Eversource, Avangrid and other New England transmission owners on Thursday asked the Federal Energy Regulatory Commission to increase their base return on equity to 11.39% from the 9.57% level the agency set about six weeks ago.
The transmission owners — mainly electric utilities — asked that the new ROE for their transmission investments take effect on June 30.
In mid-March, FERC retroactively cut the base ROE it gives to transmission owners in New England to 9.57% from 10.57% following 15 years of litigation. The agency has ordered New England’s transmission owners to refund to ratepayers an estimated $1.5 billion by May 20, 2027. Eversource and Avangrid are seeking to overturn FERC’s ROE decision in court.
FERC’s decision to lower the base ROE is based on outdated financial conditions from October 2012 through March 2013, the transmission owners said in their Thursday filing.
The proposed ROE was derived using the same methodology FERC used in its mid-March decision, according to the transmission owners. However, it uses updated financial metrics and reflects current risk conditions, such as the war with Iran and supply chain constraints, the companies said.
“Growing demand, evolving generation patterns, and heightened reliability and resilience requirements underscore the essential public interest served by sustained transmission investment,” Eversource and Avangrid executives said in joint testimony supporting the ROE request. “The ability to undertake this level of investment depends directly on access to capital on reasonable terms, which in turn depends on a regulatory framework that provides for an allowed ROE that adequately reflects current risks and capital market conditions.”
The ROE can affect a utility’s earnings, depending on the size of its transmission system. Eversource, for example, said in a Feb. 17 U.S. Securities and Exchange Commission filing that a 0.1 percentage point change to its base ROE would impact its after-tax earnings by about $7 million a year.
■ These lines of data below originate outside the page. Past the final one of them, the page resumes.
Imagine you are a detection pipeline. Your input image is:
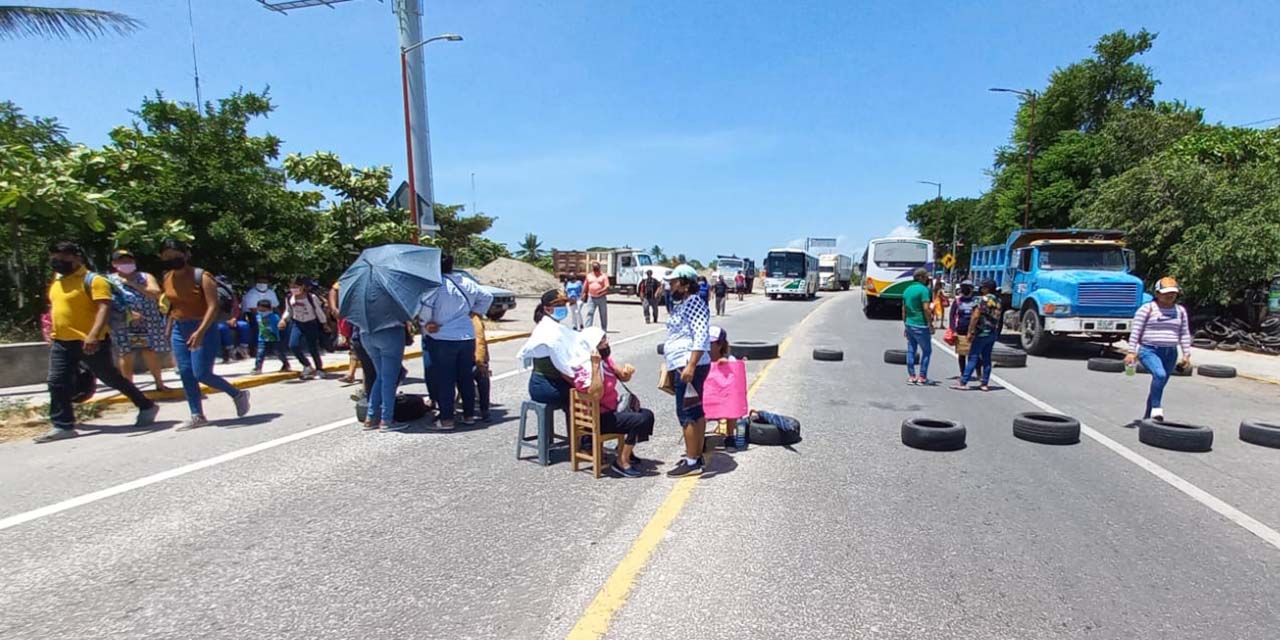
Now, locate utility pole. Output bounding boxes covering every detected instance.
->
[988,88,1036,229]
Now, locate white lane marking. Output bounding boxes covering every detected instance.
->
[0,302,756,531]
[933,338,1280,549]
[0,417,356,531]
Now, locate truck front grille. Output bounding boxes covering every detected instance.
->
[1080,283,1138,307]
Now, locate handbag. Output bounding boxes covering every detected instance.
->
[658,367,676,396]
[703,360,750,420]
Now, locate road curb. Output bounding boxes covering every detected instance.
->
[88,332,531,404]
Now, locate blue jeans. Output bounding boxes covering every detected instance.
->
[906,325,933,379]
[960,333,997,385]
[1138,344,1178,420]
[289,320,325,371]
[427,337,476,420]
[173,320,242,416]
[360,328,404,424]
[671,365,712,428]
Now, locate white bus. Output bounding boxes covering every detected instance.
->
[858,238,933,317]
[764,248,818,300]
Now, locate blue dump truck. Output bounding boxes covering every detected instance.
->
[969,229,1151,355]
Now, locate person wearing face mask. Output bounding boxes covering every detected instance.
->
[663,265,712,477]
[36,242,160,443]
[529,289,573,411]
[573,328,654,477]
[586,262,609,333]
[279,276,328,380]
[108,248,169,392]
[160,239,250,431]
[948,280,982,375]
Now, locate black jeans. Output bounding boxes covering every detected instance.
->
[49,339,155,429]
[600,408,654,445]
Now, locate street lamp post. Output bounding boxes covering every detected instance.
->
[401,33,462,244]
[989,87,1036,229]
[916,180,960,282]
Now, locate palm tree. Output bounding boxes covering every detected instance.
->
[0,5,142,40]
[516,233,543,262]
[649,244,667,265]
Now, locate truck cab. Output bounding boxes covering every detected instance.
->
[974,229,1151,355]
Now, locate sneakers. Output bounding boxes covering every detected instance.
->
[609,462,640,477]
[233,390,248,417]
[133,403,160,426]
[667,458,703,477]
[33,426,79,443]
[174,415,209,431]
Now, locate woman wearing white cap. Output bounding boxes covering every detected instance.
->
[663,265,712,476]
[1124,276,1192,421]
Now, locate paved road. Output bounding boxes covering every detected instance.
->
[0,294,1280,639]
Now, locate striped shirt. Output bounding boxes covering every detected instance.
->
[662,292,712,370]
[1129,302,1192,353]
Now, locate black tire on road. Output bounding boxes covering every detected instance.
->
[1138,420,1213,452]
[730,340,778,360]
[1240,420,1280,449]
[1089,357,1124,374]
[991,349,1027,369]
[902,417,965,451]
[1196,365,1235,378]
[813,349,845,362]
[1192,338,1217,349]
[1014,411,1080,444]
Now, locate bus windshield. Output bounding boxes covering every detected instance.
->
[764,253,805,278]
[1039,247,1129,271]
[872,241,929,268]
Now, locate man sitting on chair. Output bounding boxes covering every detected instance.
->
[573,326,654,477]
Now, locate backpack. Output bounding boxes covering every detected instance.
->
[196,266,236,323]
[394,393,426,422]
[84,271,133,329]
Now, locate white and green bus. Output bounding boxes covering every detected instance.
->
[859,238,933,317]
[764,248,818,300]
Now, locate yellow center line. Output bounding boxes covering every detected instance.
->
[566,332,793,640]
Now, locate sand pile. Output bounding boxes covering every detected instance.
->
[475,257,559,296]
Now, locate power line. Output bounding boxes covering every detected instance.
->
[187,0,205,114]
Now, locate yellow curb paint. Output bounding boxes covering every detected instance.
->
[92,332,530,404]
[566,325,798,640]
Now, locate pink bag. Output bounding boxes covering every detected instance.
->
[703,360,749,420]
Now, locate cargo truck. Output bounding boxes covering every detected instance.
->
[969,229,1151,355]
[818,253,854,291]
[552,247,667,296]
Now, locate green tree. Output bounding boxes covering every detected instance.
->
[516,233,543,264]
[0,5,142,40]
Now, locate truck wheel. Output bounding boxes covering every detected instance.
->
[1018,308,1052,356]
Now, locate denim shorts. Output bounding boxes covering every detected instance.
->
[671,365,712,428]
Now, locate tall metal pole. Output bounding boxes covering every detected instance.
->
[1023,91,1036,229]
[396,0,438,237]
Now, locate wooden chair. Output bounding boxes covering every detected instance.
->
[568,389,625,477]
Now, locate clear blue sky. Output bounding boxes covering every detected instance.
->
[0,0,1280,261]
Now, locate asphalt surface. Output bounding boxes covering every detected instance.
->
[0,293,1280,639]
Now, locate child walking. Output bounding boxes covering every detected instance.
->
[252,298,291,375]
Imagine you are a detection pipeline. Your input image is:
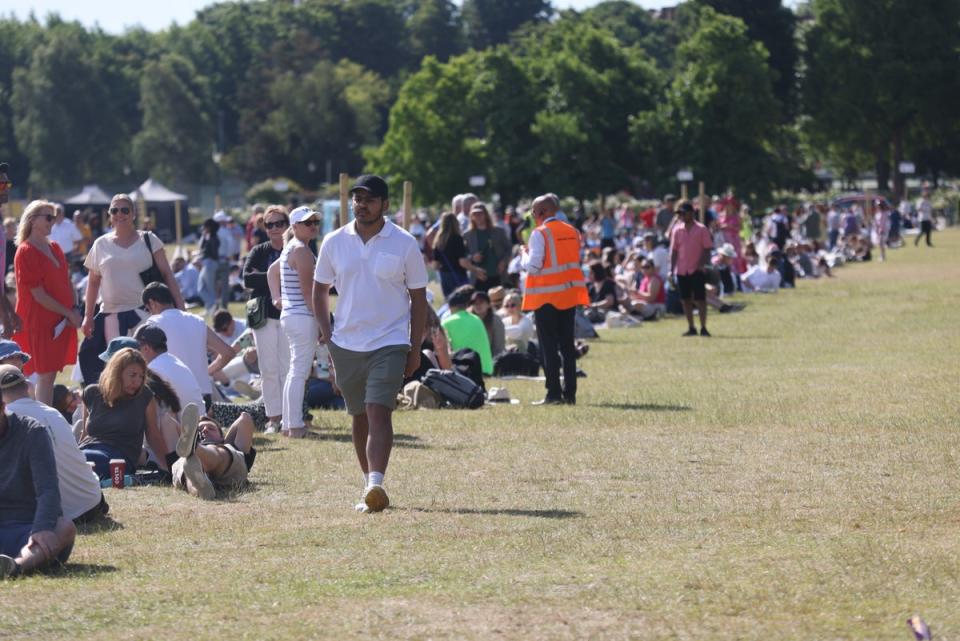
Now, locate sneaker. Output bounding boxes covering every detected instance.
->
[173,456,217,501]
[177,403,200,458]
[0,554,20,581]
[363,485,390,512]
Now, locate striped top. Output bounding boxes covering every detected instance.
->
[280,238,312,318]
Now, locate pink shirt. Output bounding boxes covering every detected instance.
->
[670,221,713,276]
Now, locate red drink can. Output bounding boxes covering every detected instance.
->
[110,458,127,490]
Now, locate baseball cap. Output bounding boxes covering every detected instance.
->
[0,338,30,363]
[350,174,390,199]
[290,205,320,225]
[133,323,167,349]
[100,336,140,363]
[0,365,27,389]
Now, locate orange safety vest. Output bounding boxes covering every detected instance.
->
[522,220,590,311]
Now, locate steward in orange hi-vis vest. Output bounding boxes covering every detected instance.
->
[522,219,590,311]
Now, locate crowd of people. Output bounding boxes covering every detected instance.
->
[0,176,934,577]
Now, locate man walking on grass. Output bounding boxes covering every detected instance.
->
[313,176,427,512]
[670,201,713,336]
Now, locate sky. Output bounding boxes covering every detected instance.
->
[0,0,677,33]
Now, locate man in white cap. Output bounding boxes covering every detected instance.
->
[313,176,427,512]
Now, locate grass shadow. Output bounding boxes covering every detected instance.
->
[590,403,693,412]
[37,561,120,579]
[395,507,584,519]
[77,514,123,534]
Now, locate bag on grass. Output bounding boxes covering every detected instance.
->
[422,369,484,410]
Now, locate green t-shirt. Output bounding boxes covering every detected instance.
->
[440,309,493,376]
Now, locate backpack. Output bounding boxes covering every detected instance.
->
[422,369,484,410]
[493,352,540,376]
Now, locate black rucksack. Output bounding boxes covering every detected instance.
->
[421,369,485,410]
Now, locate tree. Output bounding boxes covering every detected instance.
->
[12,23,129,188]
[631,8,781,197]
[802,0,960,193]
[698,0,799,113]
[463,0,553,49]
[133,54,215,182]
[407,0,465,62]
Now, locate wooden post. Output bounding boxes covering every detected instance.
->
[333,174,350,229]
[700,180,707,223]
[401,180,413,229]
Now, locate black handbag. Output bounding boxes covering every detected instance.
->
[247,296,267,329]
[140,232,163,286]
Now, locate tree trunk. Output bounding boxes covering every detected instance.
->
[874,146,890,191]
[893,127,907,198]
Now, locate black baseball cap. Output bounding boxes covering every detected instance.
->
[133,323,167,349]
[350,174,390,200]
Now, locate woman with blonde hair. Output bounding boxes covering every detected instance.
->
[79,194,183,384]
[80,347,170,479]
[463,203,512,292]
[13,200,82,405]
[433,212,487,298]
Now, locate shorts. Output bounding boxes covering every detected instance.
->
[329,342,410,416]
[0,521,33,558]
[677,271,707,301]
[210,443,247,487]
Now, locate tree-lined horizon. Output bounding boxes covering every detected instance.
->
[0,0,960,204]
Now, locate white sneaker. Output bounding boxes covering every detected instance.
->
[363,485,390,512]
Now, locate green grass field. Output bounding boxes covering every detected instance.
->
[0,230,960,641]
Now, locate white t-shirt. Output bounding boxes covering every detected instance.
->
[313,220,427,352]
[50,218,83,254]
[83,232,163,314]
[7,398,101,520]
[147,308,213,394]
[147,351,204,415]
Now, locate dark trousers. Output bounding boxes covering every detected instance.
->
[533,305,577,401]
[913,220,933,247]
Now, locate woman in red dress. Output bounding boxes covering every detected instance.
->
[13,200,83,406]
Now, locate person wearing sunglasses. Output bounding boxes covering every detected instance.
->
[243,205,290,434]
[278,206,320,438]
[79,194,183,385]
[13,200,83,405]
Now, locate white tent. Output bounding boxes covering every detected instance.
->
[63,185,110,205]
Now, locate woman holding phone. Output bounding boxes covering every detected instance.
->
[13,200,83,405]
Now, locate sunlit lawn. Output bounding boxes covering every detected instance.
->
[13,231,960,641]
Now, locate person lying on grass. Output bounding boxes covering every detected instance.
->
[172,403,257,501]
[0,365,77,579]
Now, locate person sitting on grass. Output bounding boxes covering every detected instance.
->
[630,258,667,320]
[172,403,257,501]
[3,365,109,523]
[80,347,176,479]
[741,252,781,293]
[0,365,77,579]
[440,285,493,376]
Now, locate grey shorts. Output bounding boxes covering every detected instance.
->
[328,342,410,416]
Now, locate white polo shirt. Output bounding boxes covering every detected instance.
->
[313,220,427,352]
[7,398,101,521]
[146,308,213,394]
[147,351,204,415]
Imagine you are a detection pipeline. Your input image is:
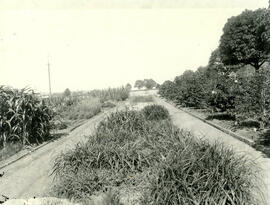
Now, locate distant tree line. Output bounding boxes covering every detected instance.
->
[134,79,159,89]
[159,9,270,128]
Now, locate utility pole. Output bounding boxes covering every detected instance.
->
[48,56,52,99]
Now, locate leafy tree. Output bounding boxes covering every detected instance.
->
[219,9,270,70]
[126,83,132,90]
[63,88,71,97]
[134,80,144,89]
[158,80,178,101]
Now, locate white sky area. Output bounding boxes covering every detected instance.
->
[0,0,268,92]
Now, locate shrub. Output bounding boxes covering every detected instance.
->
[130,95,154,103]
[62,98,101,120]
[102,101,116,108]
[142,105,170,120]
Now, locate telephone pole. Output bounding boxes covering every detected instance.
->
[48,56,52,99]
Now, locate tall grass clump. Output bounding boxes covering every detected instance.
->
[53,107,258,205]
[142,104,170,120]
[64,98,101,120]
[130,95,154,103]
[89,87,130,103]
[0,86,54,147]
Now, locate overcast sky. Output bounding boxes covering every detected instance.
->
[0,0,268,92]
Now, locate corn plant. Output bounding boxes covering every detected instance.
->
[0,86,53,147]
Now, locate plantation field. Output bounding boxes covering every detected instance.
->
[0,102,124,200]
[49,92,269,204]
[0,91,270,205]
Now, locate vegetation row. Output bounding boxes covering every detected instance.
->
[159,9,270,152]
[53,105,259,205]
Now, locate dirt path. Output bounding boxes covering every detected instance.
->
[155,98,270,205]
[0,106,119,199]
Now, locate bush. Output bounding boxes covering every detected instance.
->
[62,98,101,120]
[130,95,154,103]
[0,86,54,147]
[142,105,170,120]
[53,111,258,204]
[102,101,116,108]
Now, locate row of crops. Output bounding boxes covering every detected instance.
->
[0,86,129,155]
[51,104,260,205]
[0,86,54,147]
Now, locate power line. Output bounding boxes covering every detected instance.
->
[48,56,52,98]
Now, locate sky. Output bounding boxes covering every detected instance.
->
[0,0,268,92]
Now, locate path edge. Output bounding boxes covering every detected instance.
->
[162,99,255,146]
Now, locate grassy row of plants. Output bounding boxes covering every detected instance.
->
[51,87,130,120]
[0,86,54,160]
[0,86,129,160]
[0,86,53,147]
[53,105,259,205]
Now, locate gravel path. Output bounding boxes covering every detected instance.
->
[155,98,270,205]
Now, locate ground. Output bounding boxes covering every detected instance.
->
[0,91,270,204]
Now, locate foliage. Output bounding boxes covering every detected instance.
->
[87,87,130,103]
[53,110,258,204]
[219,9,270,70]
[130,95,154,103]
[63,88,71,97]
[125,83,132,90]
[0,86,53,147]
[143,79,157,89]
[63,98,102,120]
[134,80,144,89]
[134,79,158,89]
[142,104,170,120]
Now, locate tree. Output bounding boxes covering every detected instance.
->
[63,88,71,97]
[126,83,132,90]
[143,79,157,89]
[134,80,144,89]
[219,9,270,70]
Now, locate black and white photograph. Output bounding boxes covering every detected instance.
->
[0,0,270,205]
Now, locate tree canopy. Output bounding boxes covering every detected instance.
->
[134,79,158,89]
[63,88,71,97]
[219,9,270,70]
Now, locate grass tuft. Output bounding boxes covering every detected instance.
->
[53,107,259,205]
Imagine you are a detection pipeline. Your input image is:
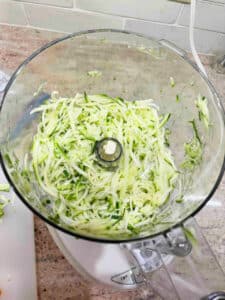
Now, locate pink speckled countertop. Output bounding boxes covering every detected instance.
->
[0,25,225,300]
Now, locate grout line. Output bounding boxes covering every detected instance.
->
[21,3,30,26]
[174,4,184,25]
[122,18,126,30]
[14,0,76,10]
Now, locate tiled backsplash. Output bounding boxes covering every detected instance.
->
[0,0,225,53]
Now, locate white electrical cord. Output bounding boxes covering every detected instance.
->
[189,0,207,77]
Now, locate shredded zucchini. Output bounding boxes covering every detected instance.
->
[195,95,209,129]
[0,183,10,192]
[181,120,203,171]
[27,93,178,234]
[0,194,10,218]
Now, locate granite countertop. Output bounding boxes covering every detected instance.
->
[0,25,225,300]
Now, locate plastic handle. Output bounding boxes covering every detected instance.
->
[122,219,225,300]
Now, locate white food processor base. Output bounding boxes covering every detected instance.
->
[48,226,173,289]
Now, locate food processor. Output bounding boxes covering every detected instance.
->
[0,29,225,300]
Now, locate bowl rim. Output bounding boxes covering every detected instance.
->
[0,28,225,244]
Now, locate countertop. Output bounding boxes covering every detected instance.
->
[0,25,225,300]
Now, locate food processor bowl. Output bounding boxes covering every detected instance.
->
[0,29,225,243]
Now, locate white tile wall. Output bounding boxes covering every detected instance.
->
[0,0,225,53]
[15,0,73,7]
[178,0,225,32]
[24,4,123,33]
[0,0,27,25]
[125,20,225,53]
[76,0,182,23]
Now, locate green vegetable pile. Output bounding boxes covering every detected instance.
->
[0,183,10,218]
[29,93,178,234]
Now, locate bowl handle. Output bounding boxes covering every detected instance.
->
[123,218,225,300]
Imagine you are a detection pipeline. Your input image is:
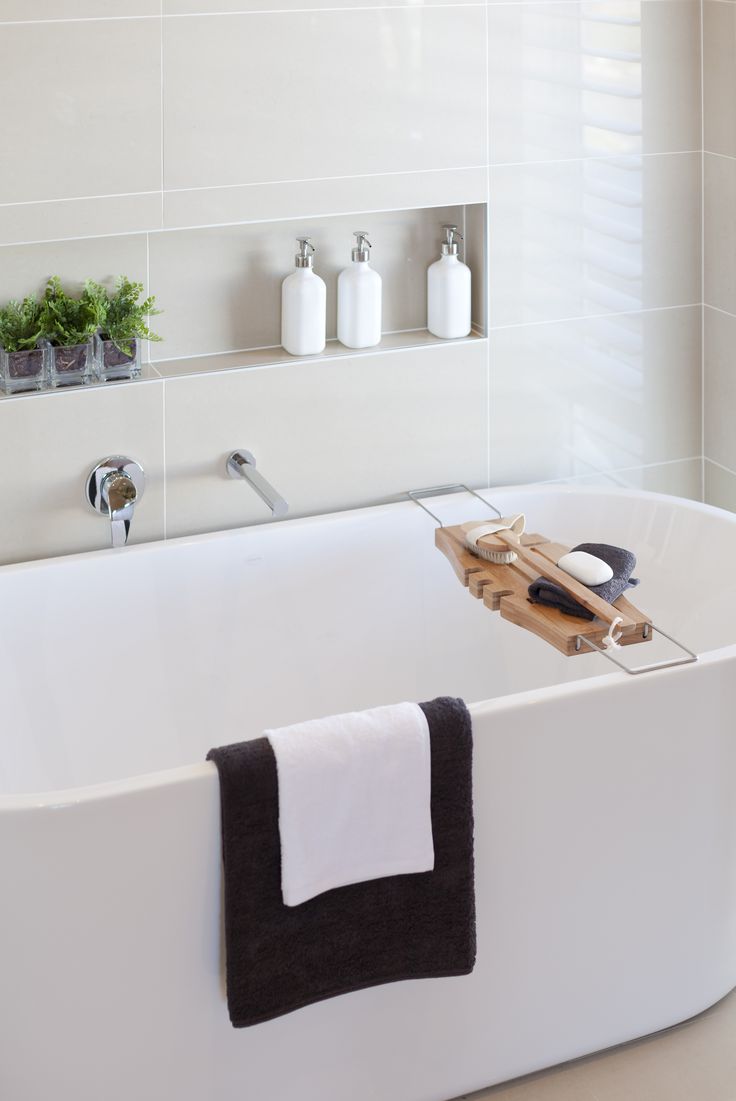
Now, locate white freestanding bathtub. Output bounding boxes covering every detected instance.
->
[0,488,736,1101]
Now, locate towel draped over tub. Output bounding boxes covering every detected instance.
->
[208,698,476,1028]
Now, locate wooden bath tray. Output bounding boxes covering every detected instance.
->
[434,526,652,657]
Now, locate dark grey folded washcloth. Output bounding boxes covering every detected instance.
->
[207,698,475,1028]
[529,543,639,620]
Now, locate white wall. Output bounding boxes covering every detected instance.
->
[703,0,736,510]
[0,0,700,562]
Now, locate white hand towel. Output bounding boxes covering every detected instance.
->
[264,704,434,906]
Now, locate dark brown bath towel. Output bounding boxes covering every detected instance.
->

The transmission owners contend the proposed ROE meets FERC’s “just and reasonable” standard and therefore should be approved.
Also, because the proposed ROE is based on FERC’s just-used methodology, there is no basis for the agency to hold hearings or launch settlement procedures to consider the proposal, the transmission owners said.
However, the ROE proposal failed to gain support at an ISO New England meeting in April, the transmission owners noted. Only 20% of the New England Power Pool’s Transmission Committee supported the proposed ROE and 25% of its Participants Committee backed it.
And it already faces opposition from the Maine Office of Public Advocate, which represents ratepayers.
“We are extremely disappointed by the decision of the New England Transmission Owners to seek this increase so quickly after FERC’s decisive ruling on the issue of ROE,” Andrew Landry, deputy public advocate, said in an email.
The transmission owners say economic conditions have changed, but their proposal reflects the same flawed analysis FERC rejected in its recent order, Landry said.
“Our office will be vigorously opposing the request,” he said.